After college, Scheffler moved to New York City because she said she wanted the feeling of community. She started to work at another nonprofit, GrowNYC, where she delivered compost from farmers markets to Earth Matter’s site on the island.

“I really enjoyed that kind of meaningful work [for Grow NYC] of converting people's burden into something that's meaningful and that way you could return to them,” Scheffler said.

It was the in-between process of the actual composting process that Scheffler said she was missing out on. So last April, when a full-time operations position opened at Earth Matter, Scheffler applied.

The nonprofit’s site is its own community made up of staff like Scheffler. The microorganisms that make up the compost and animals, such as chickens and goats, are also essential to that community and the process. Mounds of compost inhabit the land in various stages of decomposition. Walking through the winding plot of land is a journey: the food scraps slowly disappear, and finished piles of dirt emerge in their place.

While the Earth Matter land is tucked away from tourists visiting the island, the site is no stranger to visitors. Scheffler and the team lead tours and encourage people to volunteer.

“We want people to have fondness and connection to the environment and see how they can be a part of it,” Scheffler said.

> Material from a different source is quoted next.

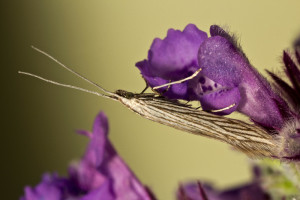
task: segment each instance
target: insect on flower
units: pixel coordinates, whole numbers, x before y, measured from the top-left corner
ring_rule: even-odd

Scheffler and her team members have the ultimate goal of making Governors Island a “zero waste” island, meaning that all the waste that is generated on the island gets composted. According to Earth Matter, the island generates 125 tons of waste yearly from the high school and restaurant on the grounds, as well as the music festivals on Governors Island during the summer.

For now, when Scheffler finishes her workday, she heads home to Red Hook, Brooklyn. However, working with her hands and composting does not stop when she steps off of Governors Island. Instead, she puts them to use doing pottery, and her mind remains fixed on being conscious of consumption and disposal in her apartment, which she shares with roommates.

“That's on my mind all the time about how to be a mindful consumer,” Scheffler said. “I wish that was the case for reducing some of the waste that comes to us, because we'll see things in the piles, and we're like, this still was good.”